2 de febrero de 2015

LA PRESENTACIÓN DEL SEÑOR

Homilía predicada por el P. José Alegre, abad de Poblet
Ml 3,1-4; Sl 23, 7-10; He 2,14-18 Lc 2,22-40

«Lo mismo que una candela en su candelero.
¿Dónde hallaréis el trigo? En la espiga
¿Dónde encontraréis el racimo? En la cepa
¿Dónde estará Jesús? En brazos de su Madre
Igual que una candela puesta como Dios
manda: en su candelero».

Ha venido de Oriente la Luz. «Luz para iluminación de los paganos y gloria de tu pueblo Israel», canta Simeón. Esta Luz es sostenida por las manos suavísimas de la Madre. Así brilla y brillará siempre: lo mismo que una candela en su candelero.

Destaca, en esta escena de la Presentación de Jesús en el templo, la profecía del anciano Simeón, donde podemos contemplar dos momentos: el primero es de alabanza y despedida. Ha llegado a los hombres la luz de Dios. Luz que viene como salvación para todos los pueblos. Simeón es portavoz del pueblo de Israel que ha terminado su camino de esperanza, ha realizado su misión y ya puede morir, debe morir, para que surja el pueblo universal de los cristianos. Se ha cumplido la profecía que anunciaba el Benedictus: «nos ha visitado el Sol que nace de lo alto, para iluminar a los que yacen en tinieblas, para guiar nuestros pasos por el camino de la paz». Por ello, exclamará tiempo después el mismo Jesús: «Yo soy la luz del mundo, el que me sigue no andará en tinieblas, sino que tendrá la luz de la vida» (Jn 8,12). Con este camino, con esta opción o con este rechazo se inicia un camino, un proceso, «para que los que no ven vean y los que ven queden ciegos» (Jn 9,39).

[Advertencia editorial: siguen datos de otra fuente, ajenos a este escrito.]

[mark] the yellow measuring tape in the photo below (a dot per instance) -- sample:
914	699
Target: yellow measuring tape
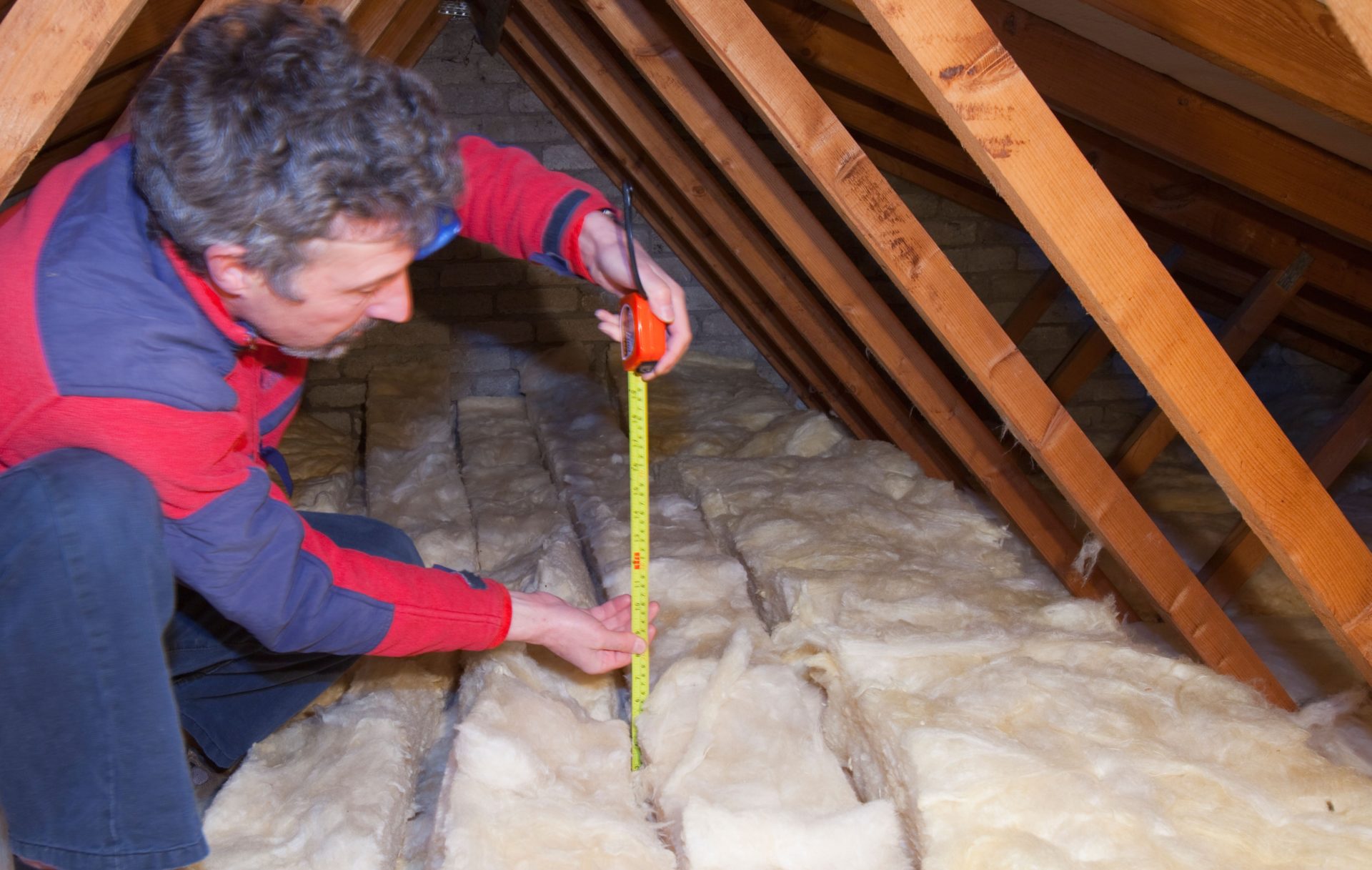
638	546
642	343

Es la eterna tensión entre la luz y las tinieblas, que queda más de relieve en el segundo momento de la profecía de Simeón, que se centra en María, y le anuncia la suerte de su hijo, con la palabras: «y a ti una espada te atravesará el alma». María acepta la Luz, acepta el camino de Jesús. No se queda en Israel. No ve la tierra prometida para morir antes de poseerla. Nace de nuevo para hacer el camino de Jesús en un proceso de transformación creyente, dolorosa y creadora que le lleva de la comunión judía a la nueva comunión del Cristo que es la Iglesia. Y en este camino va a padecer la angustia de la espada.

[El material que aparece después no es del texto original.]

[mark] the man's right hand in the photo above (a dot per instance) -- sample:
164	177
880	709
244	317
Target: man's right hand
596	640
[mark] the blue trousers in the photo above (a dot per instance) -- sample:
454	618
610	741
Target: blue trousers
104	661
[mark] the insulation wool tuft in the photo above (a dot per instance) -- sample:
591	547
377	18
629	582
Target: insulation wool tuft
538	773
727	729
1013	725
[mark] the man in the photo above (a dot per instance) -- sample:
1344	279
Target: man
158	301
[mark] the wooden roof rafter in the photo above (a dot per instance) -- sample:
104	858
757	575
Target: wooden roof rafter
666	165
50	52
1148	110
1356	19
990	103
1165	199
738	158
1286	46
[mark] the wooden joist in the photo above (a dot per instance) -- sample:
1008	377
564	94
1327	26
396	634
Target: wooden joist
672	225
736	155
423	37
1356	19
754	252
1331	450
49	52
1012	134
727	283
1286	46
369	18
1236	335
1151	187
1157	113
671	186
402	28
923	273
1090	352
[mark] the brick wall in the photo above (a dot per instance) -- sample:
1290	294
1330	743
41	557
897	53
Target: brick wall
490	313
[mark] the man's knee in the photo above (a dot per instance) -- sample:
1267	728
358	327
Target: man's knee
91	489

Es la eterna tensión entre la luz y las tinieblas. Una tensión que contemplamos en la misma naturaleza: amaneceres de gran belleza, con una tenue claridad donde se va afirmando, lentamente, en un espectáculo bello, la nueva luz vestida de colores esplendentes, como preámbulo del nacimiento y presencia luminosa del sol en la vida humana, hasta que llega el atardecer envuelto en una nueva fiesta de luz y de color, pero también de nostalgia, de la luz que se va desvaneciendo a través de las sombras grises de la tarde, que aviva el deseo de nueva luz del nuevo día que llegará puntualmente. El día muere pero en el silencio de la noche vuelve a recuperar la fuerza y la luz de la vida.

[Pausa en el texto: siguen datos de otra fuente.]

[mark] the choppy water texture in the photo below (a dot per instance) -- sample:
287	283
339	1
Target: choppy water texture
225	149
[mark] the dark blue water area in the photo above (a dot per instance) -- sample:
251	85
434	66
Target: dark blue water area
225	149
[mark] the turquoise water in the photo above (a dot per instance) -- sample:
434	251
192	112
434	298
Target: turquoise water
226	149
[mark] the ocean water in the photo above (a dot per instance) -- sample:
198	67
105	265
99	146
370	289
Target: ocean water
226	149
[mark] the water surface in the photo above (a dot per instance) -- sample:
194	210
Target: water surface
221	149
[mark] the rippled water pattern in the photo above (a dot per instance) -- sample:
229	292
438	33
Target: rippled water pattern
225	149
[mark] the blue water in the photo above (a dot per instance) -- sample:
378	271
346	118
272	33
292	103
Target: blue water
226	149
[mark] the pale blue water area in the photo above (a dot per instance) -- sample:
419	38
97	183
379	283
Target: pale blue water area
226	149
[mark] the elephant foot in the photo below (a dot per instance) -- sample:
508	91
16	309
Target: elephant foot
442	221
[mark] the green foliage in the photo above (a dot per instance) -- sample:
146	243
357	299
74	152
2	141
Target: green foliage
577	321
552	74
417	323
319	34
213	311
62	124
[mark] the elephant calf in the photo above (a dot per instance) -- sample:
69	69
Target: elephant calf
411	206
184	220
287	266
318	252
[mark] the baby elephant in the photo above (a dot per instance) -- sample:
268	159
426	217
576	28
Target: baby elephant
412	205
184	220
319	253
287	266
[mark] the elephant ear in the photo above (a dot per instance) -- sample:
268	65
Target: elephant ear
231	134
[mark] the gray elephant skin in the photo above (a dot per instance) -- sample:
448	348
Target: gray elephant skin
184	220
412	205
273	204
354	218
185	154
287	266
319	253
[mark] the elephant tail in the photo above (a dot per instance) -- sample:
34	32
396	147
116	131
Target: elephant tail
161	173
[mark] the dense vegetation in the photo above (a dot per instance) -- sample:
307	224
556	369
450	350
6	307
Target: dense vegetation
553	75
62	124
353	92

Y esta tensión de luz y tinieblas es también la que tiene lugar también en nuestra vida personal, en nuestras relaciones con los demás. También en nuestra relación con Dios, el Dios de la luz.
«Caminamos a la luz de la vida, a la luz del Señor» dice la Escritura. La vida por encima de todo es luz, aunque no con la misma intensidad en cada uno de nosotros, pero nuestra tarea, nuestra pasión debe ser buscar a Aquel que nos dice «yo tengo la luz de la vida. Yo soy la luz del mundo». ¿Donde se halla esta luz? En el candelero. La candela en el candelero. Agarremos el candelero y dejemos que nos ilumine la candela, y aumente nuestro deseo de la luz.

«Sirvámonos de la luz de los cirios, a fin de manifestar el divino resplandor de Aquel que viene hacia nosotros, y con cuya luz todas las cosas resplandecen, y quedan iluminadas por la luz eterna. Que la luz de los cirios sirva también para poner de manifiesto el resplandor del alma con el que debemos salir al encuentro de Cristo. Así como la Virgen inviolada llevaba oculta entre los pañales la luz verdadera y la mostró a quienes yacían en las tinieblas, así también nosotros, iluminados con el resplandor de los cirios y llevando en las manos la luz que a todos se manifiesta, apresurémonos a salir al encuentro de Aquel que es la verdadera luz» (San Sofronio de Jerusalén, Homilía sobre la Hypapante).